Jakarta, FORTUNE - IBM merilis Cost of a Data Breach Report tahunannya yang kali ini untuk pertama kalinya menyertakan analisis mendalam soal keamanan dan tata kelola kecerdasan buatan (AI). Temuannya cukup mencemaskan: sebanyak 13 persen organisasi melaporkan pelanggaran pada model atau aplikasi AI, dan 97 persen dari kasus tersebut terjadi di lingkungan yang tidak memiliki pengendalian akses AI yang memadai.
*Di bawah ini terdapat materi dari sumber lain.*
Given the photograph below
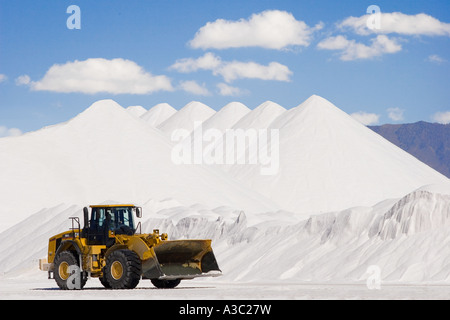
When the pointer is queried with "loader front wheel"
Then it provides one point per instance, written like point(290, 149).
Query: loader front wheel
point(123, 269)
point(165, 284)
point(67, 271)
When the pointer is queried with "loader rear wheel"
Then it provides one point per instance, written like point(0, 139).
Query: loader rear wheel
point(123, 269)
point(67, 271)
point(165, 284)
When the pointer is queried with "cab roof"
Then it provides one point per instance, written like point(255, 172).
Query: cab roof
point(112, 205)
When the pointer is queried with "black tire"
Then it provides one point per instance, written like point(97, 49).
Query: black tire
point(165, 284)
point(63, 263)
point(123, 269)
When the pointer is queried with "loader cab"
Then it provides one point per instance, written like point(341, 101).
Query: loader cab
point(108, 220)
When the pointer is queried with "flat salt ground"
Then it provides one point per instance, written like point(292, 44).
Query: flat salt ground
point(43, 289)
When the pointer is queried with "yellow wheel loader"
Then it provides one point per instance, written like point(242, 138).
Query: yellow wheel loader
point(110, 248)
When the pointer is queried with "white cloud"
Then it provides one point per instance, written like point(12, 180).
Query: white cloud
point(436, 59)
point(116, 76)
point(395, 114)
point(365, 118)
point(194, 88)
point(23, 80)
point(9, 132)
point(208, 61)
point(352, 50)
point(271, 29)
point(251, 70)
point(227, 90)
point(233, 70)
point(441, 117)
point(400, 23)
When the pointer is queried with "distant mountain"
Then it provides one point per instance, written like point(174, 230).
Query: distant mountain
point(428, 142)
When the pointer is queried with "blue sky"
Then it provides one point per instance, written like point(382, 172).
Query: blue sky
point(148, 52)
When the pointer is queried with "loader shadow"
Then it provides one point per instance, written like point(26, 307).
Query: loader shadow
point(125, 290)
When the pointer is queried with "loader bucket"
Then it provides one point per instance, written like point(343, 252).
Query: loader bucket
point(181, 259)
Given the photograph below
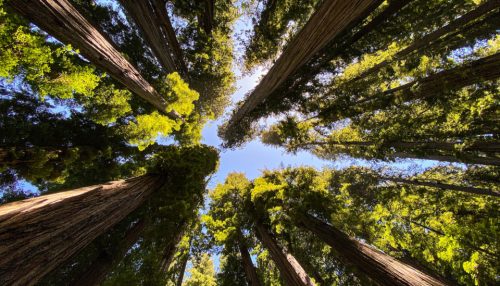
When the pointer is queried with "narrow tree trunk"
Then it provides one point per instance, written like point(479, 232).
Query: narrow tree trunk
point(170, 249)
point(291, 271)
point(63, 21)
point(470, 190)
point(251, 273)
point(426, 40)
point(144, 15)
point(182, 270)
point(39, 234)
point(101, 266)
point(380, 267)
point(330, 20)
point(162, 14)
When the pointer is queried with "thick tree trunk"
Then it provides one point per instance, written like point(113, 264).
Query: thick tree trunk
point(251, 273)
point(428, 39)
point(291, 271)
point(330, 20)
point(62, 20)
point(101, 266)
point(38, 234)
point(162, 14)
point(380, 267)
point(146, 17)
point(438, 185)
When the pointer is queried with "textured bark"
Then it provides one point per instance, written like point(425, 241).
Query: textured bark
point(169, 252)
point(290, 269)
point(101, 266)
point(330, 20)
point(251, 273)
point(162, 14)
point(380, 267)
point(183, 269)
point(428, 39)
point(62, 20)
point(145, 15)
point(38, 234)
point(484, 69)
point(469, 190)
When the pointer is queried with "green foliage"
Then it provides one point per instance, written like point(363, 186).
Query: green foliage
point(202, 273)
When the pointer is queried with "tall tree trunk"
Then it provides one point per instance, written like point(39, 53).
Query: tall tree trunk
point(162, 14)
point(380, 267)
point(438, 185)
point(101, 266)
point(170, 249)
point(330, 20)
point(146, 17)
point(251, 273)
point(182, 270)
point(63, 21)
point(290, 269)
point(428, 39)
point(38, 234)
point(484, 69)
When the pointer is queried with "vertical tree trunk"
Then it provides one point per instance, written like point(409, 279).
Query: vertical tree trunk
point(169, 252)
point(100, 267)
point(329, 21)
point(144, 15)
point(251, 273)
point(63, 21)
point(470, 190)
point(291, 271)
point(162, 14)
point(38, 234)
point(380, 267)
point(182, 270)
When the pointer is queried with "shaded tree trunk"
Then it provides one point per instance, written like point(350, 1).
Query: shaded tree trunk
point(329, 21)
point(145, 15)
point(438, 185)
point(39, 234)
point(162, 14)
point(100, 267)
point(380, 267)
point(290, 269)
point(251, 273)
point(63, 21)
point(170, 249)
point(428, 39)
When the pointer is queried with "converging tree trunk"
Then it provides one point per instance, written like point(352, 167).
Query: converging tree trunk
point(290, 269)
point(484, 9)
point(330, 20)
point(39, 234)
point(63, 21)
point(251, 273)
point(146, 17)
point(99, 268)
point(443, 186)
point(380, 267)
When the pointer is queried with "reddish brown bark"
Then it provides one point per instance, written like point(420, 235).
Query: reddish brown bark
point(251, 273)
point(438, 185)
point(330, 20)
point(146, 17)
point(428, 39)
point(100, 267)
point(39, 234)
point(380, 267)
point(292, 272)
point(63, 21)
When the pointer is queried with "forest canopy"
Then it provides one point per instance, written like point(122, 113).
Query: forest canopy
point(106, 178)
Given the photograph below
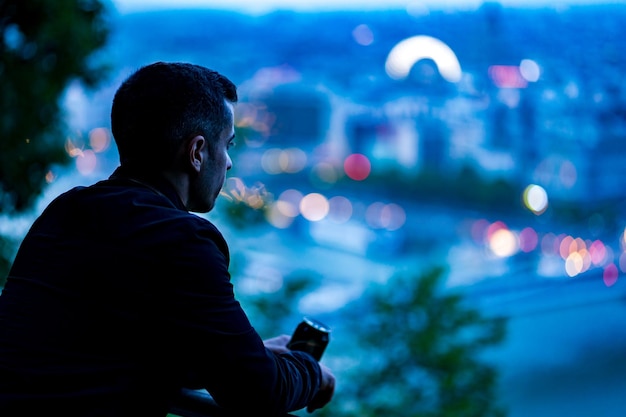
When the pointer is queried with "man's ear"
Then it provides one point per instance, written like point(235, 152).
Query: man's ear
point(194, 152)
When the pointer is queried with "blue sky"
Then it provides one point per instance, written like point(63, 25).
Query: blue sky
point(262, 6)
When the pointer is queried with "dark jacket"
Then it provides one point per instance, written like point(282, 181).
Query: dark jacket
point(117, 298)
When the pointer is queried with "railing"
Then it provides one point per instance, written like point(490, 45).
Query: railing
point(199, 403)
Riset yang dilakukan IBM bersama Ponemon Institute terhadap 600 organisasi secara global menunjukkan adanya kesenjangan signifikan antara kecepatan adopsi AI dan kesiapan keamanannya. IBM menyebut fenomena ini membuat AI menjadi target empuk bernilai tinggi bagi pelaku kejahatan siber.
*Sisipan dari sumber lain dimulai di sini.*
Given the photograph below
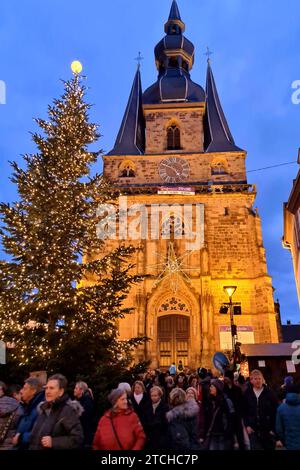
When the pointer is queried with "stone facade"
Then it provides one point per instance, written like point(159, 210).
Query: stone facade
point(177, 305)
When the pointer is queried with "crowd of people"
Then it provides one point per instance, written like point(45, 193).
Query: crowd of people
point(160, 411)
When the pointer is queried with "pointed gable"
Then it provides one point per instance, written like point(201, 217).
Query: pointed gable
point(217, 135)
point(131, 136)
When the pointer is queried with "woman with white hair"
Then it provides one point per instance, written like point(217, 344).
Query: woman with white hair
point(84, 396)
point(119, 428)
point(155, 424)
point(182, 422)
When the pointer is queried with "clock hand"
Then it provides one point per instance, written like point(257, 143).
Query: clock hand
point(173, 169)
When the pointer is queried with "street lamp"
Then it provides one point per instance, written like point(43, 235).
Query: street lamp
point(230, 290)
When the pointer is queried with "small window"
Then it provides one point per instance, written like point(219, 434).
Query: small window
point(237, 310)
point(219, 167)
point(127, 169)
point(173, 138)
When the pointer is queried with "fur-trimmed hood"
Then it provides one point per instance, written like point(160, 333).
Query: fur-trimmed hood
point(77, 407)
point(188, 409)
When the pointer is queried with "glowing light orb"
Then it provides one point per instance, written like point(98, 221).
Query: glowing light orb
point(76, 66)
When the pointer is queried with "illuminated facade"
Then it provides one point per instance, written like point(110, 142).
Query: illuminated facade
point(175, 148)
point(291, 235)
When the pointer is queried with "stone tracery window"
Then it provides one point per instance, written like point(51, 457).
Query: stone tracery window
point(173, 137)
point(172, 228)
point(127, 169)
point(173, 304)
point(219, 166)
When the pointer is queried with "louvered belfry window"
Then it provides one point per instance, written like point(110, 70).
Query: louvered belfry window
point(173, 138)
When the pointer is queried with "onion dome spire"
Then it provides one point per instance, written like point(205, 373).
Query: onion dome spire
point(174, 22)
point(131, 136)
point(174, 58)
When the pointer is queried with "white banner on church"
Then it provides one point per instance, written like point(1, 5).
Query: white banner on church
point(245, 335)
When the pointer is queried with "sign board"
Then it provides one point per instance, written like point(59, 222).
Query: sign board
point(2, 352)
point(177, 190)
point(245, 335)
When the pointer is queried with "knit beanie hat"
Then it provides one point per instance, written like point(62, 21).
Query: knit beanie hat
point(177, 397)
point(288, 380)
point(114, 395)
point(125, 387)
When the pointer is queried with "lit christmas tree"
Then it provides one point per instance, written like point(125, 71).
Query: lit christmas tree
point(51, 321)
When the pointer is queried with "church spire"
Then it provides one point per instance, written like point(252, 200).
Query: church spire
point(131, 136)
point(217, 135)
point(174, 20)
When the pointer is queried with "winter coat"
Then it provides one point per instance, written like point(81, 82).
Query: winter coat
point(27, 421)
point(140, 408)
point(60, 420)
point(156, 426)
point(87, 418)
point(183, 426)
point(288, 422)
point(127, 427)
point(219, 417)
point(9, 407)
point(260, 414)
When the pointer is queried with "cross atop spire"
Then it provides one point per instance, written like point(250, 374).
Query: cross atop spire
point(139, 59)
point(131, 136)
point(174, 19)
point(208, 53)
point(174, 12)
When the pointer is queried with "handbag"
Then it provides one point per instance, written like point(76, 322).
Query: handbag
point(115, 433)
point(6, 426)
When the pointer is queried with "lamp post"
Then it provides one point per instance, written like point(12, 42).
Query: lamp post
point(230, 290)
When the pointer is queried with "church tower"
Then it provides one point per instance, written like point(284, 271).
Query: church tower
point(180, 171)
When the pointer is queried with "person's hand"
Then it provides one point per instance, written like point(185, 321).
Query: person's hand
point(46, 441)
point(15, 439)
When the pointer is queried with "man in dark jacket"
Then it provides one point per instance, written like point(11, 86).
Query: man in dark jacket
point(259, 413)
point(31, 395)
point(83, 395)
point(288, 419)
point(58, 425)
point(236, 396)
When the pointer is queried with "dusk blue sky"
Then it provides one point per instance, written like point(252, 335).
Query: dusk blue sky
point(256, 57)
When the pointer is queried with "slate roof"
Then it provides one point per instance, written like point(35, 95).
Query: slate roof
point(131, 136)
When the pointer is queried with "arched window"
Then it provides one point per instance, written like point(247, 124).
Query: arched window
point(172, 228)
point(174, 29)
point(127, 169)
point(173, 138)
point(219, 167)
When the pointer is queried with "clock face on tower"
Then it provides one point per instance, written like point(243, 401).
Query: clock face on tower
point(174, 170)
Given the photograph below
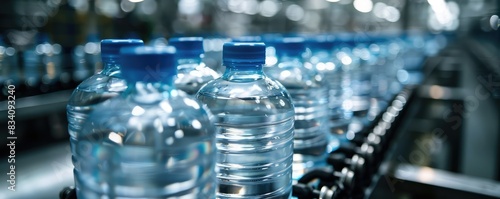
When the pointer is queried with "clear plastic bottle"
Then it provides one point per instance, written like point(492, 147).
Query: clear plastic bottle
point(192, 73)
point(151, 141)
point(255, 126)
point(361, 74)
point(104, 85)
point(309, 93)
point(324, 59)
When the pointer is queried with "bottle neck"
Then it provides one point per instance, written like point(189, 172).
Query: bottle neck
point(188, 63)
point(150, 92)
point(243, 72)
point(288, 58)
point(111, 67)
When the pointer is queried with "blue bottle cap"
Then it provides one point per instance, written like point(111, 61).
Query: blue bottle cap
point(291, 46)
point(110, 48)
point(187, 47)
point(148, 64)
point(244, 54)
point(247, 39)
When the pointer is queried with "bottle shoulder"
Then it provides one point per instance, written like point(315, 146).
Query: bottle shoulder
point(101, 82)
point(176, 119)
point(262, 87)
point(296, 76)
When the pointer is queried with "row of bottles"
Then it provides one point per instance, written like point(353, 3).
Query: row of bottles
point(157, 122)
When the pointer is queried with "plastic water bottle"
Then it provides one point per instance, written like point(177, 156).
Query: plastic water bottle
point(192, 72)
point(255, 124)
point(104, 85)
point(324, 60)
point(361, 74)
point(309, 93)
point(152, 141)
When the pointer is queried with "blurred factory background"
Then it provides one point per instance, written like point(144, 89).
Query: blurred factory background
point(47, 47)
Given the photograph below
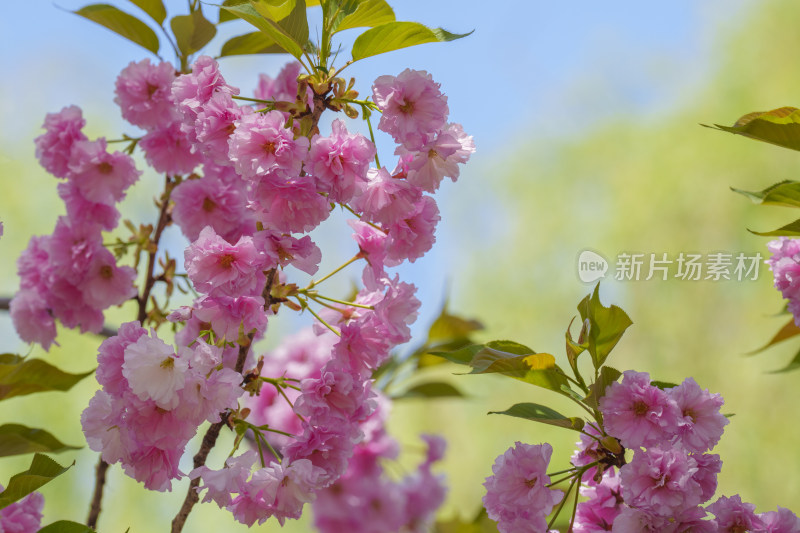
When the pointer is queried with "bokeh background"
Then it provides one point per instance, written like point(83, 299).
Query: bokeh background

“Data menunjukkan adanya kesenjangan nyata antara adopsi AI dan pengawasannya, dan para pelaku ancaman mulai mengeksploitasinya,” kata Suja Viswesan, Wakil Presiden Produk Keamanan dan Runtime, IBM, dalam keterangan resmi, Kamis (31/7).
Suja menambahkan, laporan ini menunjukkan absennya pengendalian akses dasar terhadap sistem AI, yang mengakibatkan data sangat sensitif terekspos dan model rentan dimanipulasi.
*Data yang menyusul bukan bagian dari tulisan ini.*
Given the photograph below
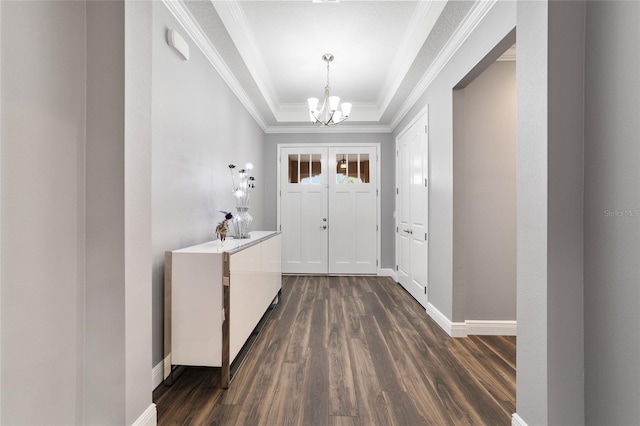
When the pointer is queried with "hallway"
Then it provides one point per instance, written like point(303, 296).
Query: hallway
point(352, 351)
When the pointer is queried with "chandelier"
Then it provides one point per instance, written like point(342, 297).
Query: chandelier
point(327, 114)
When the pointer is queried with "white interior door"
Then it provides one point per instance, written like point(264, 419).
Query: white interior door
point(412, 209)
point(303, 210)
point(353, 229)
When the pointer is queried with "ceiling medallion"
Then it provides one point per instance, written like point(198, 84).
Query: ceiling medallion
point(328, 114)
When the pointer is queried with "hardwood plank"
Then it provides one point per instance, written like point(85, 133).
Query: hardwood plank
point(373, 408)
point(287, 400)
point(315, 410)
point(342, 399)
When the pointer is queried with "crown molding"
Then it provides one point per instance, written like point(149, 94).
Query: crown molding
point(464, 30)
point(420, 27)
point(195, 32)
point(242, 35)
point(310, 128)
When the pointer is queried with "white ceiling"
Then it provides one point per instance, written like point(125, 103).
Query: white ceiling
point(272, 52)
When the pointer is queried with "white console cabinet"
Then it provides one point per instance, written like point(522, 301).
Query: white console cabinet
point(215, 295)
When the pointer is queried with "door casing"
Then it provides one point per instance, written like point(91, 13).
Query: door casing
point(331, 163)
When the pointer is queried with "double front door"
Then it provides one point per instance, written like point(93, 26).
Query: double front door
point(328, 209)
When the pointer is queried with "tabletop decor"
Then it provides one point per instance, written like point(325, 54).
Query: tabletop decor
point(242, 190)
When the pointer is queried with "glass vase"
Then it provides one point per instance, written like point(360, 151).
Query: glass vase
point(242, 222)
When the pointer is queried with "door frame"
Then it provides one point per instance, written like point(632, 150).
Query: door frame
point(333, 145)
point(424, 112)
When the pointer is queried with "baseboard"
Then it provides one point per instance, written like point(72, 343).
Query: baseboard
point(516, 420)
point(387, 272)
point(445, 323)
point(157, 375)
point(148, 418)
point(472, 327)
point(492, 328)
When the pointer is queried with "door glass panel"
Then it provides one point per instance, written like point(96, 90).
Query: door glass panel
point(352, 168)
point(364, 168)
point(293, 168)
point(316, 169)
point(305, 169)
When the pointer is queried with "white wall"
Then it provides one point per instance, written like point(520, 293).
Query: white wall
point(199, 128)
point(484, 199)
point(387, 179)
point(494, 27)
point(43, 141)
point(612, 213)
point(75, 260)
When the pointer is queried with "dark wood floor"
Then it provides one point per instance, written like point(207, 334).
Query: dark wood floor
point(352, 351)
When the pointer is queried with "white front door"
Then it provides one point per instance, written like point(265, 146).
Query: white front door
point(303, 210)
point(352, 210)
point(412, 209)
point(328, 210)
"Ketika AI semakin tertanam dalam operasi bisnis, keamanan AI harus menjadi pondasi utama. Biaya dari ketidaksiapan bukan hanya finansial, tetapi juga menyangkut hilangnya kepercayaan, transparansi, dan kendali," katanya,
Dari seluruh organisasi yang disusupi, 60 persen mengalami kebocoran data dan 31 persen mengalami gangguan operasional. Lebih lanjut, 8 persen organisasi bahkan tidak mengetahui apakah sistem AI mereka telah disusupi atau tidak.
Laporan ini juga mengungkap bahwa satu dari lima organisasi mengalami pelanggaran akibat shadow AI—yakni penggunaan AI tanpa izin atau pengawasan resmi. Hanya 37 persen organisasi yang memiliki kebijakan untuk mengelola atau mendeteksi keberadaan shadow AI. Insiden semacam ini terbukti lebih berisiko: organisasi dengan penggunaan shadow AI tinggi mencatat kerugian rata-rata US$670.000 lebih besar dibanding yang rendah atau tidak menggunakan shadow AI.
Data pribadi (65 persen) dan kekayaan intelektual (40 persen) menjadi jenis data yang paling sering terdampak dalam pelanggaran shadow AI, jauh di atas rata-rata global.
Sementara itu, 16 persenpelanggaran yang dikaji melibatkan penyerang yang menggunakan alat AI, terutama untuk melakukan serangan phishing dan deepfake impersonation.